He cited recent cuts to state tax credits for historic preservation, which reimburse developers for 25 percent of the cost of renovations for certain historic buildings. The program cost state coffers a high water mark of $186 million in 2009, but in the first half of fiscal year 2011, lawmakers budgeted only $32 million.

One audience member questioned whether cuts alone could lift Missouri from its economic doldrums. “Certainly I can appreciate the need to curtail spending. But, ultimately, you can’t save your way to prosperity,” he said. “I just want to know what exactly you are going to do help the job picture.”

Bahr responded that small businesses create jobs, not the government. “If we raise taxes and pull money out of the economy, we don’t grow the economy,” he said.

Rupp said the state used to be a great manufacturing force, but that manufacturing was no longer the driving force of the economy, and Missouri needs to adapt more of its tax-credit policy.

“We need to play to our strengths. We are the leader in plant-science issues all over the world,” he said. “These are the new jobs, the high-tech science jobs of the future.” Rupp said the state should also focus on higher education and the financial services industry, in which Missouri is also a national leader.

Schneider detailed a plan, working with the Department of Revenue, for the state to begin collecting sales tax at point-of-sale, rather than the current standard of business owners submitting payments up to 30 days after.
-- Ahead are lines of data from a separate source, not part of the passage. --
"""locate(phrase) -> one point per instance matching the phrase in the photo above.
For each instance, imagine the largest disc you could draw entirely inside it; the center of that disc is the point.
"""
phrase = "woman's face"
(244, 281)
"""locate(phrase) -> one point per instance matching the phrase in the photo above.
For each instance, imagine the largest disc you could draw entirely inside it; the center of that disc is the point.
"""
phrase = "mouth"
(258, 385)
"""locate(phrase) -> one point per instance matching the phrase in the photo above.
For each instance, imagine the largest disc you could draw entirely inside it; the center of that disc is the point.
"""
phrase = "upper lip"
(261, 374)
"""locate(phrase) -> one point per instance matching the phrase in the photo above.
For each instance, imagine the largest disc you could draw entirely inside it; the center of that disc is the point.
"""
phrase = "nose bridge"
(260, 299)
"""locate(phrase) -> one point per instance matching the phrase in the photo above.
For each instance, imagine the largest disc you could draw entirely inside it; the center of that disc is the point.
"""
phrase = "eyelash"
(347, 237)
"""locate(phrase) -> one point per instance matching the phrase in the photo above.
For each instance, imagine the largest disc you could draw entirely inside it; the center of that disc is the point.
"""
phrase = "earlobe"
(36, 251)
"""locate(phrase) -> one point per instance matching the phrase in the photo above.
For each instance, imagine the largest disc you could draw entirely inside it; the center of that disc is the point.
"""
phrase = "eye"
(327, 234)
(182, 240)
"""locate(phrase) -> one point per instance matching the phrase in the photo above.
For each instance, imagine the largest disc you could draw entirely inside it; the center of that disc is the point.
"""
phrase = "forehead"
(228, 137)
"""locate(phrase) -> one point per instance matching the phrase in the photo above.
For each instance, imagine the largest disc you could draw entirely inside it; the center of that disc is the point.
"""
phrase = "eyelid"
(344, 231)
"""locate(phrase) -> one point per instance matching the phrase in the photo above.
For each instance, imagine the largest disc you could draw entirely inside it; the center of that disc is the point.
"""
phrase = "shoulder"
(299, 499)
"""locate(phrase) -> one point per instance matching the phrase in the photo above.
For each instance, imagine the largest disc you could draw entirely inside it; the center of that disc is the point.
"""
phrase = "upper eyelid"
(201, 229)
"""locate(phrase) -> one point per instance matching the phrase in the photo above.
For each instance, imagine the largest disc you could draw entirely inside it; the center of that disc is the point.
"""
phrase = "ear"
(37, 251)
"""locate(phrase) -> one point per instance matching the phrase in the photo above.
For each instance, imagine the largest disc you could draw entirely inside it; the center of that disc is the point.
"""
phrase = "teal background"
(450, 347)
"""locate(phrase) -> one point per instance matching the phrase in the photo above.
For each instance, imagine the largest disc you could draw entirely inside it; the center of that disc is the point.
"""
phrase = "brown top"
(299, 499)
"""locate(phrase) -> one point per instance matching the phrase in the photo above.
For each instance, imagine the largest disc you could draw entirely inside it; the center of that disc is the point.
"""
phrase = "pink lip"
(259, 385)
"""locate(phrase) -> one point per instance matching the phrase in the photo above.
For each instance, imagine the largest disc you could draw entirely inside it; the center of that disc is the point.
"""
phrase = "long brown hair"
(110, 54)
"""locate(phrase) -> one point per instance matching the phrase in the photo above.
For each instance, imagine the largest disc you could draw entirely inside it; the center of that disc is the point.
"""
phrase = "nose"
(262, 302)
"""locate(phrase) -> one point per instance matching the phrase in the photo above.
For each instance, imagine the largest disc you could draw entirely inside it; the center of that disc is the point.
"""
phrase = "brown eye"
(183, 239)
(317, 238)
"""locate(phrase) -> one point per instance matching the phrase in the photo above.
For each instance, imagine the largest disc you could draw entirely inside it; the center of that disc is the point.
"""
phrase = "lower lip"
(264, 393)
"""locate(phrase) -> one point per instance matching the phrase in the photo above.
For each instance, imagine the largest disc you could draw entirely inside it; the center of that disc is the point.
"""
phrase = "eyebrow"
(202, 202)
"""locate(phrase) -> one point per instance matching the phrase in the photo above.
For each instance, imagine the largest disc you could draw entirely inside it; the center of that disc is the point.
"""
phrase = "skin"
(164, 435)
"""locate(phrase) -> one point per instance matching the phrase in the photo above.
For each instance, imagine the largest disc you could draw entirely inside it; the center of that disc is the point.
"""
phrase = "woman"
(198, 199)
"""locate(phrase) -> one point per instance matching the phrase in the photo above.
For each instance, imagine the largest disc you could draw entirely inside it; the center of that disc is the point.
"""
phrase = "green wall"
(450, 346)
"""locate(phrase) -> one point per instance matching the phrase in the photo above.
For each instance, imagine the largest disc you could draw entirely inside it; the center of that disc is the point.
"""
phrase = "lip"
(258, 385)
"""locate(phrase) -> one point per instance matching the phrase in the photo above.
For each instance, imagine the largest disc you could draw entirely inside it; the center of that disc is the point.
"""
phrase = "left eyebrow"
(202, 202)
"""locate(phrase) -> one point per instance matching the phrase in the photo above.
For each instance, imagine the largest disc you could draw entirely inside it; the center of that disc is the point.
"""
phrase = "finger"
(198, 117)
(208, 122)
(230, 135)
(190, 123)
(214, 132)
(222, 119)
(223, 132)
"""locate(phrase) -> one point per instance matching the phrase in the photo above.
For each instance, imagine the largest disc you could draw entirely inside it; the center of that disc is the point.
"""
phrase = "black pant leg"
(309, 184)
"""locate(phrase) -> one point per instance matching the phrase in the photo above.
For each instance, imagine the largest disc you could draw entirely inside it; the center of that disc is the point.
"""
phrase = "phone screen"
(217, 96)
She said the state has faced as much as $125 million in sales tax delinquencies throughout the past five years and is then forced to spend additional money in legal fees and collection fees.

“We’re about this close to making it happen,” she said, eyeing the end of the year for possible passage of the legislation. Schneider, a house representative since 2003, added that she hoped to run for state senate “in the next couple years.”